Even over the phone, Landrieu demonstrates why he is one of my favorite public officials. Removing those Confederate monuments, which came after hearings, votes of the City Council and legal challenges to prevent it from happening, put him and anyone else involved in danger. But that didn’t stop him from doing it or speaking out, as he did in a speech on Friday.
“I think it’s hard for people to see the truth. … I want to gently peel people’s hands off of a false narrative of history,” Landrieu told me. Saying those monuments “were put up for a very specific reason,” the mayor explained that “they were designed not to honor the men, not to honor Robert E. Lee, P.G.T. Beauregard, Jefferson Davis. They were put up to send a message [of] who were still in control, notwithstanding the fact the Confederacy lost the war. Now that’s intimidating, and the consequence of that was that people who didn’t feel comfortable here left.”
Before Landrieu made a mark taking on the Confederacy, he was making waves taking on crime in the majority African American city he was twice elected to run. “I didn’t grab this. This problem grabbed me,” Landrieu told Jeffrey Goldberg in a powerful 2015 profile for the Atlantic. “We have basically given up on our African American boys. I’d be a cold son of a [b––––] if I ignored it, if I just focused on the other side of town, or focused just on tourism.” When he, Goldberg and author Ta-Nehisi Coates talked about this issue during a panel at the 2015 Aspen Ideas Festival, Landrieu impressed me because he talked about the issue of violence and the impact on blacks with a passion I hadn’t seen in a Southern white politician — ever.
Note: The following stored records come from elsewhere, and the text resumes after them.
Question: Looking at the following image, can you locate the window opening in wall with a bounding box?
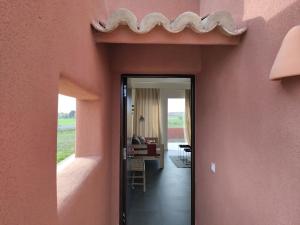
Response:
[56,94,76,163]
[168,98,185,150]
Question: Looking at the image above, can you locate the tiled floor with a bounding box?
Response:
[127,151,191,225]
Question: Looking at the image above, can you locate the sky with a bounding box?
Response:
[58,94,76,113]
[168,98,185,112]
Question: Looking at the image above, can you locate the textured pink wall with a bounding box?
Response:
[196,0,300,225]
[0,0,110,225]
[110,45,201,224]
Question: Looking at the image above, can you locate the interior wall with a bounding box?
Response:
[196,0,300,225]
[160,87,185,150]
[109,45,201,224]
[0,0,111,225]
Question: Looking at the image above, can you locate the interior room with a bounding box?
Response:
[126,77,192,225]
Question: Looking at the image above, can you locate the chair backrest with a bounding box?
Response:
[147,144,156,156]
[127,158,145,171]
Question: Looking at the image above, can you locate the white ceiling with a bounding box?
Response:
[128,78,191,89]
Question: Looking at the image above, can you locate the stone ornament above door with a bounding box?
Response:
[92,8,247,36]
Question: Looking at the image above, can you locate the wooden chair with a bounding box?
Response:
[127,158,146,192]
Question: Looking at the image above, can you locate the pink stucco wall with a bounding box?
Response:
[0,0,300,225]
[0,0,110,225]
[196,0,300,225]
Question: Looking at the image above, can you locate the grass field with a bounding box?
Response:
[56,118,75,163]
[58,118,76,126]
[168,115,184,128]
[56,129,75,163]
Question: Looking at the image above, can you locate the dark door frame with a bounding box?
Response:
[119,74,195,225]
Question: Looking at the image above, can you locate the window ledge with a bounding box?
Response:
[57,156,101,212]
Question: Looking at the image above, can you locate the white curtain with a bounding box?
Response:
[133,88,161,143]
[184,90,192,145]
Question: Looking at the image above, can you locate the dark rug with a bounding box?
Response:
[169,155,191,168]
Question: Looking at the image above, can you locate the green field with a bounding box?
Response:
[56,129,75,163]
[168,115,184,128]
[56,118,76,163]
[58,118,76,126]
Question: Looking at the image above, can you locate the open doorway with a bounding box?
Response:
[120,75,195,225]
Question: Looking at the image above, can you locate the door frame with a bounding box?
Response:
[119,73,196,225]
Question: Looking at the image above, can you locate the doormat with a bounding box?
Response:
[169,155,191,168]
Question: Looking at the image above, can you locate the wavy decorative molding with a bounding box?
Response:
[92,8,247,36]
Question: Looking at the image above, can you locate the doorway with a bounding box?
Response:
[120,74,195,225]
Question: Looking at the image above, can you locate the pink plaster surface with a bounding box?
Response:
[0,0,110,225]
[196,0,300,225]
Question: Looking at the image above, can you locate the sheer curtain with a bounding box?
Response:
[133,88,161,142]
[184,90,191,145]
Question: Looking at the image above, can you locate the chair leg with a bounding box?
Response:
[143,171,146,192]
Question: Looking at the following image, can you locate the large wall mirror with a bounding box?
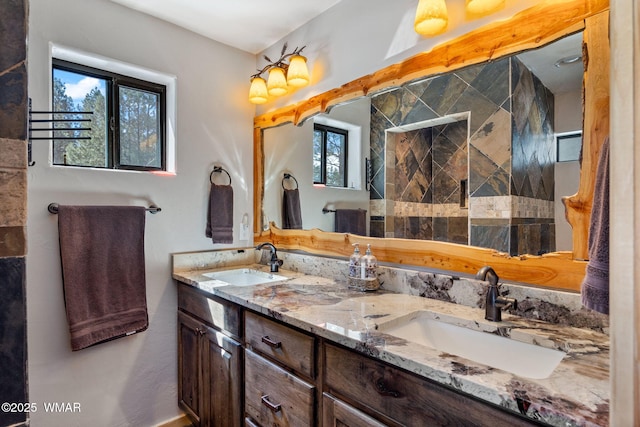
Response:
[254,1,608,290]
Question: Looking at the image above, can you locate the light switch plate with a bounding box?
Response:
[240,224,249,240]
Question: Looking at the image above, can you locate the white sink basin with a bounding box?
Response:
[378,311,566,379]
[202,268,287,286]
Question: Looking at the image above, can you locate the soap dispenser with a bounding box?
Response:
[349,243,362,277]
[360,244,378,279]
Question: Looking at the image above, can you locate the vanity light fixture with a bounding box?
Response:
[249,43,309,104]
[467,0,505,16]
[413,0,449,36]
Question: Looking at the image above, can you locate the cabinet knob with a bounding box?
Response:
[262,335,282,348]
[262,394,282,412]
[376,378,400,397]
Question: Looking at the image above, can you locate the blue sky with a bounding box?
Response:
[53,69,106,106]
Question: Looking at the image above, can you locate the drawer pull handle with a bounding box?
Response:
[262,335,282,348]
[376,378,400,397]
[262,394,282,412]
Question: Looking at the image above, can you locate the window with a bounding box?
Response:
[556,132,582,162]
[313,123,349,187]
[52,59,166,171]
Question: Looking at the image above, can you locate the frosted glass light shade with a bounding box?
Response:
[267,67,287,96]
[413,0,449,36]
[467,0,505,15]
[249,77,269,104]
[287,55,309,87]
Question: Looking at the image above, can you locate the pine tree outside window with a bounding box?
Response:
[313,123,349,187]
[52,59,166,171]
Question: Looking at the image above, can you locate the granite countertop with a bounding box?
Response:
[173,256,609,426]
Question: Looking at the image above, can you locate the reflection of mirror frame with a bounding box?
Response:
[254,0,609,290]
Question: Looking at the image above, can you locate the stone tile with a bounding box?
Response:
[420,73,468,116]
[448,216,469,245]
[0,227,27,258]
[0,138,27,169]
[0,169,27,227]
[471,224,510,253]
[0,0,27,71]
[0,257,28,425]
[470,58,510,105]
[449,87,500,134]
[470,109,511,167]
[0,64,28,139]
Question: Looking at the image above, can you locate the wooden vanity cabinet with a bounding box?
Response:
[178,284,243,427]
[322,393,386,427]
[244,350,316,427]
[178,283,540,427]
[244,310,317,427]
[323,343,537,427]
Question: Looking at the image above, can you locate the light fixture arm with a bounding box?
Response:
[251,43,307,79]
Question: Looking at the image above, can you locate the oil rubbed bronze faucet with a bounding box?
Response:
[256,242,282,273]
[476,265,518,322]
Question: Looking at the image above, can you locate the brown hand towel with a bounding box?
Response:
[58,205,149,351]
[282,188,302,230]
[581,138,609,314]
[205,184,233,243]
[335,209,367,236]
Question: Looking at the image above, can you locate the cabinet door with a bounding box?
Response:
[202,326,242,427]
[322,393,386,427]
[178,312,203,424]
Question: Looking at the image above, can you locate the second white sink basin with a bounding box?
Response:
[203,268,287,286]
[378,311,566,379]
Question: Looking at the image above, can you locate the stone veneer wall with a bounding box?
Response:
[370,58,555,255]
[0,0,28,426]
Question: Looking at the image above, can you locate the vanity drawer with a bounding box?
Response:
[244,311,315,378]
[178,282,241,338]
[323,344,536,427]
[244,350,315,426]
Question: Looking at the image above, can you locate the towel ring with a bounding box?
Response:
[282,173,298,190]
[209,166,231,185]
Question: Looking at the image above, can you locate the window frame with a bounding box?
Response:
[51,57,168,172]
[313,123,349,188]
[556,130,584,163]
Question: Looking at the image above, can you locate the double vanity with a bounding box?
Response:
[173,248,609,426]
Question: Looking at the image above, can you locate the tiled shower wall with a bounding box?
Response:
[0,0,28,426]
[371,58,555,255]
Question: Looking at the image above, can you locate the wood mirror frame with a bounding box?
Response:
[253,0,609,291]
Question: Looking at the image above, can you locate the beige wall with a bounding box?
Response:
[609,0,640,427]
[27,0,255,427]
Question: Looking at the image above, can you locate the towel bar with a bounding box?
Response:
[209,166,231,185]
[47,203,162,214]
[282,173,298,190]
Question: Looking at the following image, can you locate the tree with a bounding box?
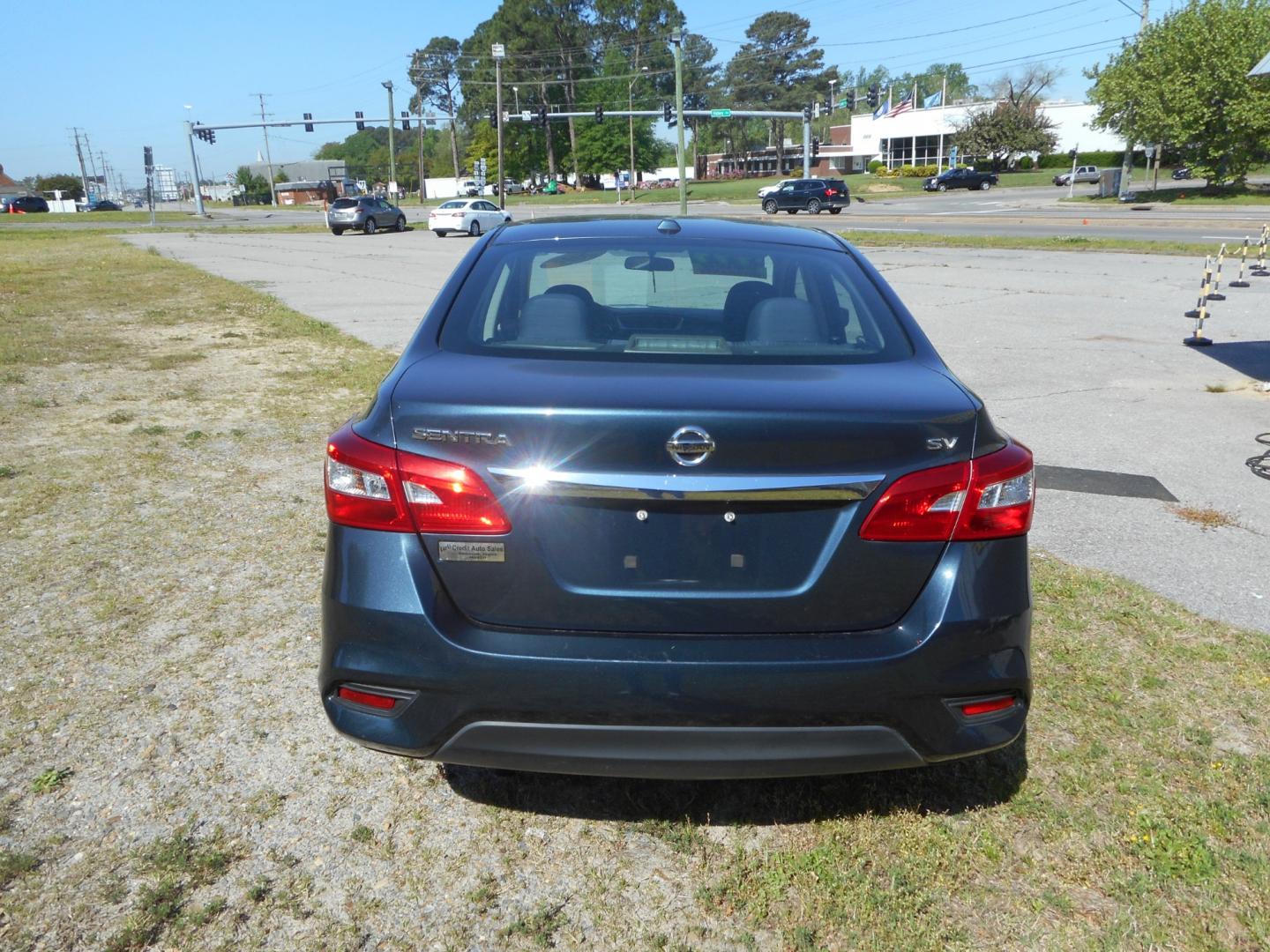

“I’m not sure you’re seeing it in any politician in the country, not just in the South,” Landrieu told me during the podcast. “I’m proud to be from the South. … But I think we have a very hard time confronting painful issues.” He added: “The problem is everybody wants an easy answer that’s not painful. Well, all of the right answers are not easy and all of them hurt. That’s essentially what I’ve learned as the mayor.”
Listen to the podcast to hear Landrieu talk about how the meaning of “Where there is no justice, there is no peace” changed for him; what poor whites and poor African Americans have in common; what advice Landrieu has for both political parties, and how to deal with race.
“Look, you can’t go over it. You can’t go under it. You can’t go around it. You actually have to walk through it,” Landrieu said. “And walking through it is hard, and it’s painful and it’s uncomfortable. But when you come out the other side, we’re all going to be better off for it.”